ReadyFlow: S3 to S3 Avro

Learn about the S3 to S3 Avro ReadyFlow.

This ReadyFlow consumes JSON, CSV or Avro files from a source S3 location, converts the files into Avro and writes them to the destination S3 location. You can specify the source format, the source and target location as well as the schema to use for reading the source data.

S3 to S3 Avro ReadyFlow details
Source Amazon S3
Source Format JSON, CSV, Avro
Destination Amazon S3
Destination Format Avro
Table 1. S3 to S3 Avro ReadyFlow configuration parameters
Parameter Name Description Example
CDP Workload User Specify the CDP Machine User or workload User name that you want to authenticate to the target (managed) object store and to Schema Registry. Ensure that this user has the appropriate access rights to the object store location and to Schema Registry.
CDP Workload User Password Specify the password of the CDP machine user or workload user you are using to authenticate against the target (managed) object store and Schema Registry.
CDPEnvironment

DataFlow uses this parameter to auto-populate the Flow Deployment with Hadoop configuration files required to interact with S3.

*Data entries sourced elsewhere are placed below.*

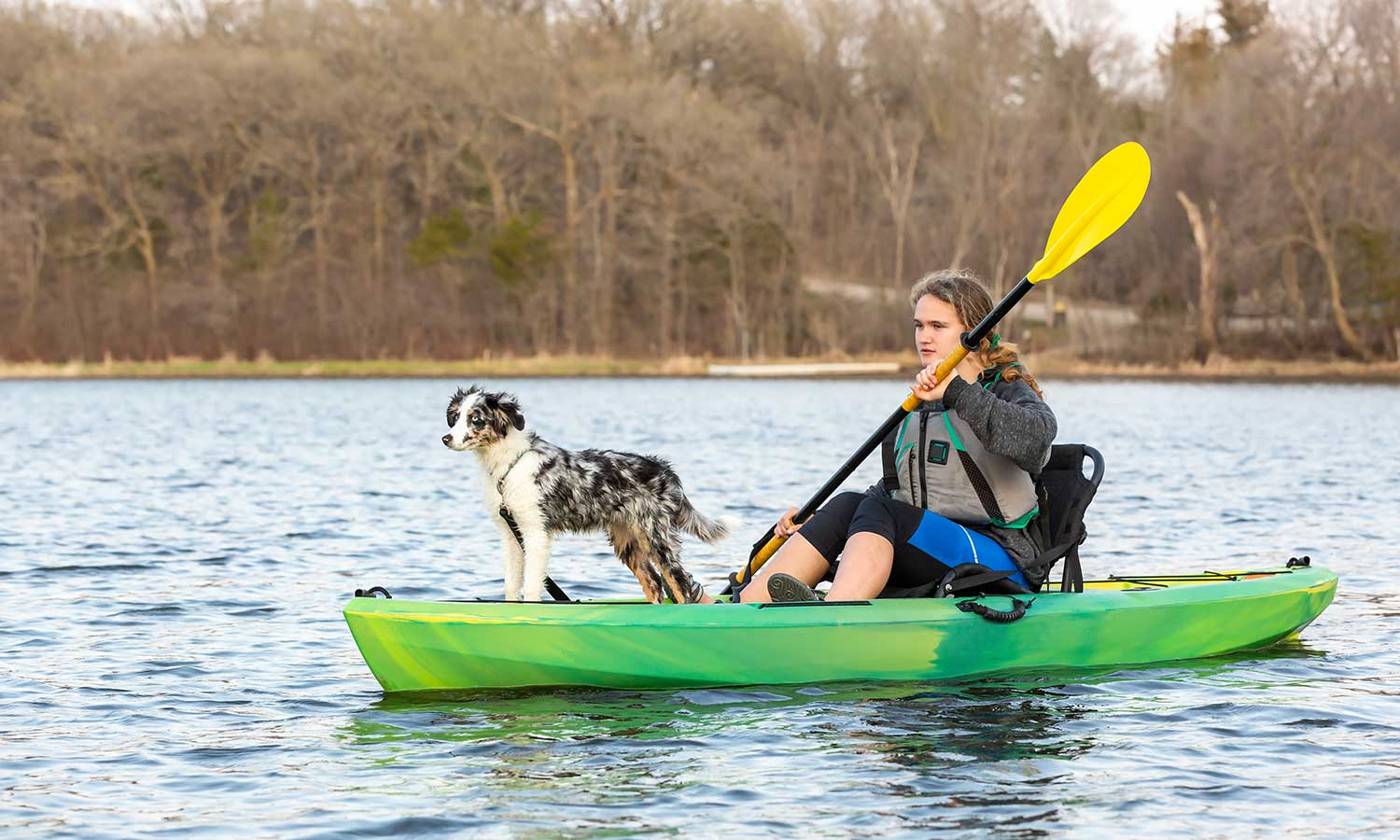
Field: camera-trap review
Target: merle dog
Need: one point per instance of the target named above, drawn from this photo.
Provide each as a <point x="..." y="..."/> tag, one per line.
<point x="535" y="489"/>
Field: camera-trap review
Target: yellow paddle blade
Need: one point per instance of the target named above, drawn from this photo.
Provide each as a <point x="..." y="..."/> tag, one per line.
<point x="1103" y="199"/>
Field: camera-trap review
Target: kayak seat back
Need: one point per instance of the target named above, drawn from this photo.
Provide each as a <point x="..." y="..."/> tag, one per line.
<point x="1064" y="497"/>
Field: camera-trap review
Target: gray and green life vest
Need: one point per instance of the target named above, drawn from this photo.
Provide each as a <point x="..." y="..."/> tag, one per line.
<point x="934" y="461"/>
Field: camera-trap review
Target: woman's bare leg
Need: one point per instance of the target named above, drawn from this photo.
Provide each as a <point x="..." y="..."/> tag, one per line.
<point x="795" y="557"/>
<point x="864" y="568"/>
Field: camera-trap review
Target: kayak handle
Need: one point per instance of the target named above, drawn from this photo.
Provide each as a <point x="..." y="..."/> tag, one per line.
<point x="1001" y="616"/>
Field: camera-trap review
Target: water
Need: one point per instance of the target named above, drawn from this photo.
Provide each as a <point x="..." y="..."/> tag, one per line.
<point x="173" y="660"/>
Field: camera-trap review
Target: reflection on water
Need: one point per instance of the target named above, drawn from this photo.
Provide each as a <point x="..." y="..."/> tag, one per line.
<point x="173" y="657"/>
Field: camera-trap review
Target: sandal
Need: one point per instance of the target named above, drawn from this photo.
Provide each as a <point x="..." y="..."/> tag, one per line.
<point x="784" y="587"/>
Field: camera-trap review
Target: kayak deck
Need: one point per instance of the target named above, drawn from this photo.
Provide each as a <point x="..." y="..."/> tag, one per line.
<point x="632" y="644"/>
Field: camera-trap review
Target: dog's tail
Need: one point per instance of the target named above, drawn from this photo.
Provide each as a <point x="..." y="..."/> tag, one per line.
<point x="707" y="529"/>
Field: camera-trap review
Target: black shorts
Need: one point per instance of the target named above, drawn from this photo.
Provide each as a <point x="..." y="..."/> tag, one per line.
<point x="926" y="545"/>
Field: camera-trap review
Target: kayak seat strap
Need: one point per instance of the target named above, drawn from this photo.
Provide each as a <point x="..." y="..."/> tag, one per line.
<point x="1001" y="616"/>
<point x="1064" y="497"/>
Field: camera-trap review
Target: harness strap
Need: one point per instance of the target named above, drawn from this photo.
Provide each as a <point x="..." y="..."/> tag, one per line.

DataFlow automatically adds all required configuration files to interact with Data Lake services. Unnecessary files that are added do not impact the deployment process.

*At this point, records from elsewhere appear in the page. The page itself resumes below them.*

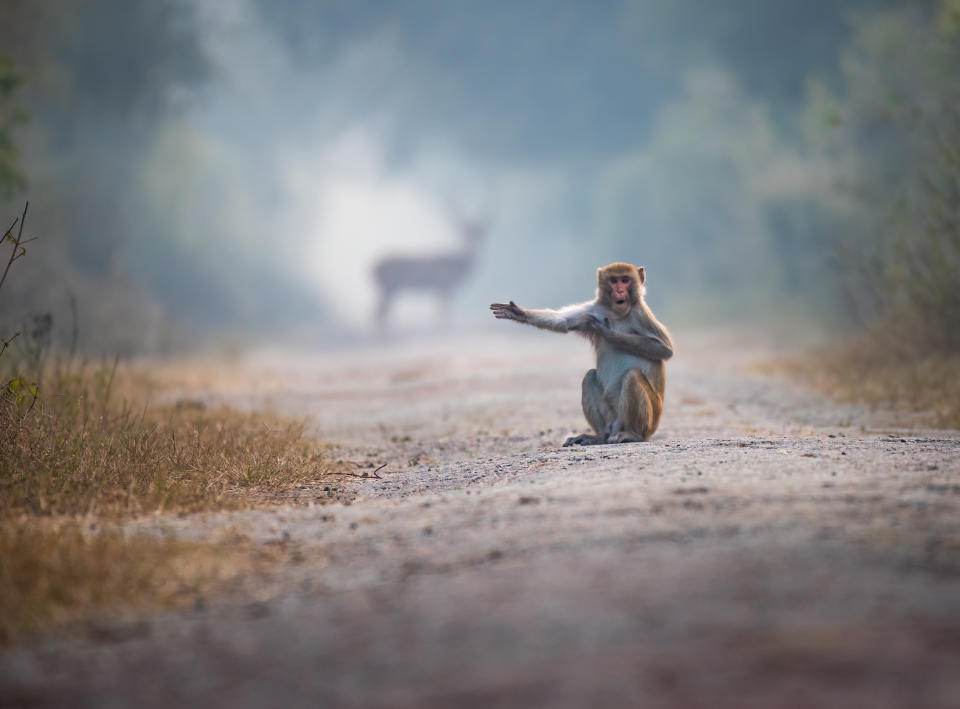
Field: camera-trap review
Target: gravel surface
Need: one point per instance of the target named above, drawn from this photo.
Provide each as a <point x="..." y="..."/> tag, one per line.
<point x="767" y="548"/>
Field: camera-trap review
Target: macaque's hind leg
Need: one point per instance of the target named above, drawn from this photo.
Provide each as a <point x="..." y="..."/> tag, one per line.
<point x="639" y="410"/>
<point x="596" y="410"/>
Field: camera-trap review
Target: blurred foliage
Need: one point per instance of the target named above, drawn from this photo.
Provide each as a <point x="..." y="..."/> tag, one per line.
<point x="891" y="129"/>
<point x="11" y="175"/>
<point x="176" y="147"/>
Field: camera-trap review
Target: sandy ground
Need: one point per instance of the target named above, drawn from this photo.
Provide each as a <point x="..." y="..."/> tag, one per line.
<point x="768" y="548"/>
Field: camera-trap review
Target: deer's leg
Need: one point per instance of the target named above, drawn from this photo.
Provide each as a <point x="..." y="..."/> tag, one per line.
<point x="383" y="307"/>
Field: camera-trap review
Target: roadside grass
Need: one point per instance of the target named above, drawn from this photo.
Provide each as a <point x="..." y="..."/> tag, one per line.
<point x="81" y="457"/>
<point x="57" y="573"/>
<point x="873" y="367"/>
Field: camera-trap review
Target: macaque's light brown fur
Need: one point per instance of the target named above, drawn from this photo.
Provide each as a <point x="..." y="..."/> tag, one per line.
<point x="623" y="397"/>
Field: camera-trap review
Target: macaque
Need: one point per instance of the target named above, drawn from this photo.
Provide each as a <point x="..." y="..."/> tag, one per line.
<point x="623" y="397"/>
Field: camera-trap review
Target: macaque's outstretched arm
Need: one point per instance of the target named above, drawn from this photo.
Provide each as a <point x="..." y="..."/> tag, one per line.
<point x="655" y="344"/>
<point x="572" y="317"/>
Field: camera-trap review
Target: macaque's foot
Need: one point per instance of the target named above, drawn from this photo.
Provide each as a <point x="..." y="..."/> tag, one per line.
<point x="624" y="437"/>
<point x="585" y="439"/>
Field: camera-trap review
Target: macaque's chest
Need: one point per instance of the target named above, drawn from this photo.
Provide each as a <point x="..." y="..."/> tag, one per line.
<point x="613" y="363"/>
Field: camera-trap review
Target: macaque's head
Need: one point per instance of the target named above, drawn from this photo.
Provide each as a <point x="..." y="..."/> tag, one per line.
<point x="620" y="286"/>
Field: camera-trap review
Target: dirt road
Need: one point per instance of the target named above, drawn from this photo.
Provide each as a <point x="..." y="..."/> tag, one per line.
<point x="768" y="548"/>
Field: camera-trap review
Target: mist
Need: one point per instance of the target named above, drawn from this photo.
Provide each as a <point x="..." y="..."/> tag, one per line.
<point x="238" y="169"/>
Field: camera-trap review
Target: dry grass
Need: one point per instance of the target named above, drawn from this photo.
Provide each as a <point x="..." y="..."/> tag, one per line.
<point x="82" y="455"/>
<point x="874" y="367"/>
<point x="79" y="452"/>
<point x="51" y="574"/>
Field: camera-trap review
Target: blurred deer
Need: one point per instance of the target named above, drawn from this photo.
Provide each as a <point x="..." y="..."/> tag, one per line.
<point x="440" y="273"/>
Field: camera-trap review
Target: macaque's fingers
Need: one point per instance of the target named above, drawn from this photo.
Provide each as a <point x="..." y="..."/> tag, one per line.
<point x="507" y="311"/>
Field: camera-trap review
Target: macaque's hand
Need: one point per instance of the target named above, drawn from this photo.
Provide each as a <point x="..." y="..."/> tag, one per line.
<point x="508" y="311"/>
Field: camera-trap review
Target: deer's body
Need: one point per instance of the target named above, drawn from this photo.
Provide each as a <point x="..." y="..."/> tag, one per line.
<point x="436" y="274"/>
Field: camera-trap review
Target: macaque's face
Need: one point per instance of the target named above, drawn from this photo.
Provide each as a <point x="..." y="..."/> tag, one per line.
<point x="620" y="293"/>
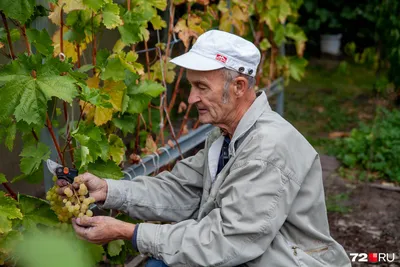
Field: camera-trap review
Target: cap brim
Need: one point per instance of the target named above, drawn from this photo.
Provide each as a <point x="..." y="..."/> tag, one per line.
<point x="194" y="61"/>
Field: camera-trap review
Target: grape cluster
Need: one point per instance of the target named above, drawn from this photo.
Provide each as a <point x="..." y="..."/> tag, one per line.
<point x="73" y="204"/>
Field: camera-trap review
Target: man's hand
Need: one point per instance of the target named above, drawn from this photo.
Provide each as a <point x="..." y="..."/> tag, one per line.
<point x="102" y="229"/>
<point x="96" y="186"/>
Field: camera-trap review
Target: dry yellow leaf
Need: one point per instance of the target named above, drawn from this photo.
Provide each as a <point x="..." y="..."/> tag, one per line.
<point x="69" y="48"/>
<point x="70" y="5"/>
<point x="93" y="82"/>
<point x="55" y="14"/>
<point x="102" y="115"/>
<point x="151" y="146"/>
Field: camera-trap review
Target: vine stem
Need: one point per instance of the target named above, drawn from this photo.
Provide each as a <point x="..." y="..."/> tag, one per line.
<point x="8" y="35"/>
<point x="10" y="191"/>
<point x="149" y="77"/>
<point x="28" y="46"/>
<point x="53" y="137"/>
<point x="274" y="53"/>
<point x="61" y="31"/>
<point x="176" y="89"/>
<point x="137" y="135"/>
<point x="94" y="49"/>
<point x="185" y="118"/>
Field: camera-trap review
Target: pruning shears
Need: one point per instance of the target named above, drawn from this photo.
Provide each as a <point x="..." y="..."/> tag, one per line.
<point x="62" y="172"/>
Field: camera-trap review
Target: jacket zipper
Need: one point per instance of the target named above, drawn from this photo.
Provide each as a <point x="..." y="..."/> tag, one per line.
<point x="294" y="250"/>
<point x="308" y="251"/>
<point x="316" y="250"/>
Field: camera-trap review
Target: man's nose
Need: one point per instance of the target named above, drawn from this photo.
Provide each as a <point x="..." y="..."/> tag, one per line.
<point x="193" y="97"/>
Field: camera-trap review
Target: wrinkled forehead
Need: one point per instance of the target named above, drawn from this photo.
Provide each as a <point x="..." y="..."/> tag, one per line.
<point x="212" y="76"/>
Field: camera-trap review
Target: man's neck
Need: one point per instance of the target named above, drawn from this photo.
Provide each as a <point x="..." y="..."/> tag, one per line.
<point x="230" y="127"/>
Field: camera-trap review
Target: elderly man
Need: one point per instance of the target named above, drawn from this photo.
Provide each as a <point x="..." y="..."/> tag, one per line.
<point x="252" y="197"/>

CSV Delimiter If your source data is CSV, specify the delimiter here.
Data Input Format Specify the format of your input data. You can use "CSV", "JSON", or "AVRO" with this ReadyFlow.
Destination S3 Bucket

Specify the name of the destination (CDP managed) S3 bucket you want to write to.

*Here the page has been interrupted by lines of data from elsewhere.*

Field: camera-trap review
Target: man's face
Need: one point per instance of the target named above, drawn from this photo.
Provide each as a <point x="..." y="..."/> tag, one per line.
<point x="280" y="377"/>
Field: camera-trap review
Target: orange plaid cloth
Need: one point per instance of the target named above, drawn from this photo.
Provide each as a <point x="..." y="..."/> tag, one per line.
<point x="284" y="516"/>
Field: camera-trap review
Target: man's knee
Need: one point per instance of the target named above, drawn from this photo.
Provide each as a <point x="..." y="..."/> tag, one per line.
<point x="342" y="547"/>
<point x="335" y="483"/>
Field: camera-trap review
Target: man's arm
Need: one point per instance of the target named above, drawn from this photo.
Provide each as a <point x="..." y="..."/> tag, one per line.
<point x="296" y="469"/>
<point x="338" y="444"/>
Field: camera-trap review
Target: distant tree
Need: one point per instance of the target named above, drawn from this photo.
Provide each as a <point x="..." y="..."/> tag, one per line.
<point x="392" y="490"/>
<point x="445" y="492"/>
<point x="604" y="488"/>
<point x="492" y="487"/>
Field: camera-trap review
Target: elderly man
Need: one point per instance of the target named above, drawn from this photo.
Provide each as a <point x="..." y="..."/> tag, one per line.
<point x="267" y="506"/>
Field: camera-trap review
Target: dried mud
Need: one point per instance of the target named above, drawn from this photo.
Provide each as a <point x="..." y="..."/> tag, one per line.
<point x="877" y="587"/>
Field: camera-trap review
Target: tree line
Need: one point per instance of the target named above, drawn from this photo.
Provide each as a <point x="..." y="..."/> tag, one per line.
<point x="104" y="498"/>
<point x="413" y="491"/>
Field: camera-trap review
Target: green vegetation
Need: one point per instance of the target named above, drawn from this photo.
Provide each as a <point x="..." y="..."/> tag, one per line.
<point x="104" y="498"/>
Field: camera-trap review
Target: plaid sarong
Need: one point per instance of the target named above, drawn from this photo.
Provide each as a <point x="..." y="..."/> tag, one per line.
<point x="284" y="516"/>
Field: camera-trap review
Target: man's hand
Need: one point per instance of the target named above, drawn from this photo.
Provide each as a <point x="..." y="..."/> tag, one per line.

The full path will be constructed out of:

s3a://#{Destination S3 Bucket}/#{Destination S3 Path}/${filename}

Destination S3 Bucket Region Specify the AWS region in which your bucket was created.

Supported values are:

  • us-gov-west-1

  • us-gov-east-1

  • us-east-1

  • us-east-2

  • us-west-1

  • us-west-2

  • eu-west-1

  • eu-west-2

  • eu-west-3

  • eu-central-1

  • eu-north-1

  • eu-south-1

  • ap-east-1

  • ap-south-1

  • ap-southeast-1

  • ap-southeast-2

  • ap-northeast-1

  • ap-northeast-2

  • ap-northeast-3

  • sa-east-1

  • cn-north-1

  • cn-northwest-1

  • ca-central-1

  • me-south-1

  • af-south-1

  • us-iso-east-1

  • us-isob-east-1

  • us-iso-west-1

Destination S3 Path

Specify the path within the destination (CDP managed) bucket where you want to write to without any leading characters.

The full path will be constructed out of:

s3a://#{Destination S3 Bucket}/#{Destination S3 Path}/${filename}

Schema Name Specify the schema name to be looked up in the Schema Registry used to parse the source files.
Schema Registry Hostname Specify the hostname of the Schema Registry you want to connect to. This must be the direct hostname of the Schema Registry itself, not the Knox Endpoint.
Source S3 Bucket Specify the name of the source (external) S3 bucket you want to read from.
Source S3 Bucket Region

Specify the AWS region in which your bucket was created.

Supported values are:

  • us-gov-west-1

  • us-gov-east-1

  • us-east-1

  • us-east-2

  • us-west-1

  • us-west-2

  • eu-west-1

  • eu-west-2

  • eu-west-3

  • eu-central-1

  • eu-north-1

  • eu-south-1

  • ap-east-1

  • ap-south-1

  • ap-southeast-1

  • ap-southeast-2

  • ap-northeast-1

  • ap-northeast-2

  • ap-northeast-3

  • sa-east-1

  • cn-north-1

  • cn-northwest-1

  • ca-central-1

  • me-south-1

  • af-south-1

  • us-iso-east-1

  • us-isob-east-1

  • us-iso-west-1

Source S3 Path Specify the path within the source (external) bucket where you want to read files from.